Cédric und Christine Chézeaux haben 2005 gemeinsam den Hof von Cédrics Eltern übernommen: einen großen Milchviehbetrieb mit 50 Hektar Land, 50 Hochleistungsmilchkühen und Bullenmast. Zwei Jahre haben sie den Hof so weitergeführt – bis ihnen mit der Geburt ihres vierten Kindes bewusst wurde, dass eine Veränderung dringend anstand. »Bei den Kindern achteten wir auf natürliche Ernährung und gute Energien«, erzählt Christine. »Wir behandelten sie mit Naturheilmitteln, wenn sie krank waren, und strichen die Wände im Haus mit natürlichen Farben. Doch auf dem Hof folgten wir dem Leistungsgedanken und beugten uns dem Diktat des Milchmarkts.« Die Wahrnehmung dieses Widerspruchs war der Beginn eines großen Umbaus vom spezialisierten Milchviehbetrieb hin zum vielfältigen Hof Arc-en-ciel (Französisch für »Regenbogenhof«), wie er heute besteht.

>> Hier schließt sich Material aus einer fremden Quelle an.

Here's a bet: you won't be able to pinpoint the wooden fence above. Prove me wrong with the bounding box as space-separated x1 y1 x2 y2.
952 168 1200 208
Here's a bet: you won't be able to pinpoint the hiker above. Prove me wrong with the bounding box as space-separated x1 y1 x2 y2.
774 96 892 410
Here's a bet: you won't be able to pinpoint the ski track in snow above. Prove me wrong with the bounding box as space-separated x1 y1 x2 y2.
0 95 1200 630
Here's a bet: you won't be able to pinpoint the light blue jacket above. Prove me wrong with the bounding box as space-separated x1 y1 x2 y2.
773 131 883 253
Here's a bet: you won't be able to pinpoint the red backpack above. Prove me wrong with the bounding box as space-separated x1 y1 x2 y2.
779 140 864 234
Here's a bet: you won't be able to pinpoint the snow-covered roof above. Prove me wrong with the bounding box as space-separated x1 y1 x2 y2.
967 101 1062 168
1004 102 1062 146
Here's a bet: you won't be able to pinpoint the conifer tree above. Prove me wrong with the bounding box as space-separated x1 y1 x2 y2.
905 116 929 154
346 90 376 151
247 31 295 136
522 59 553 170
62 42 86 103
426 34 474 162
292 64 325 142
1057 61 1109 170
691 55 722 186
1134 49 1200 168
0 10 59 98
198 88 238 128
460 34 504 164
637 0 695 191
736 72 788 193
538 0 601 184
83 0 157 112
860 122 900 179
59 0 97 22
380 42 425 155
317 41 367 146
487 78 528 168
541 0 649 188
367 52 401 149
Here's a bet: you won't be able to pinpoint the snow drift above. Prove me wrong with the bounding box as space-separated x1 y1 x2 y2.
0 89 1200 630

Umstellung auf Bio und mehr
»Die echte Revolution ist die, die uns dazu bringt, uns selber zu verändern, um die Welt zu verändern«, sagt Pierre Rabhi. Es war eine Begegnung mit diesem Philosophen und Agrarökologen, die Cédric schließlich auf Biolandbau umstellen ließ. Darüber kam er in Kontakt und Austausch mit anderen Biobauern. »Ich entdeckte neue Geschmacksqualitäten und bekam Lust, gute Produkte, die mir selber schmecken, zu erzeugen und zu vermarkten.«
Und so blieb es nicht bei der Umstellung der Milchviehhaltung auf Bio: Im Jahr 2009 ging Cédric zu Marc Haller, einem Bäcker drei Dörfer weiter, der damals im zweiten Jahr Sauerteigbrote aus regionalem Mehl buk. Er fragte ihn: »Was brauchst du für Getreide? Was brauchst du für Mehl?« Der Funken zwischen den beiden Männern zündete. Cédric besorgte Saatgut und säte im Herbst auf einem halben Hektar Brotgetreide aus. Er bestellte auf Empfehlung von Marc Haller eine Astrié-Mühle in Frankreich und wurde damit paysan meunier, Müllerbauer.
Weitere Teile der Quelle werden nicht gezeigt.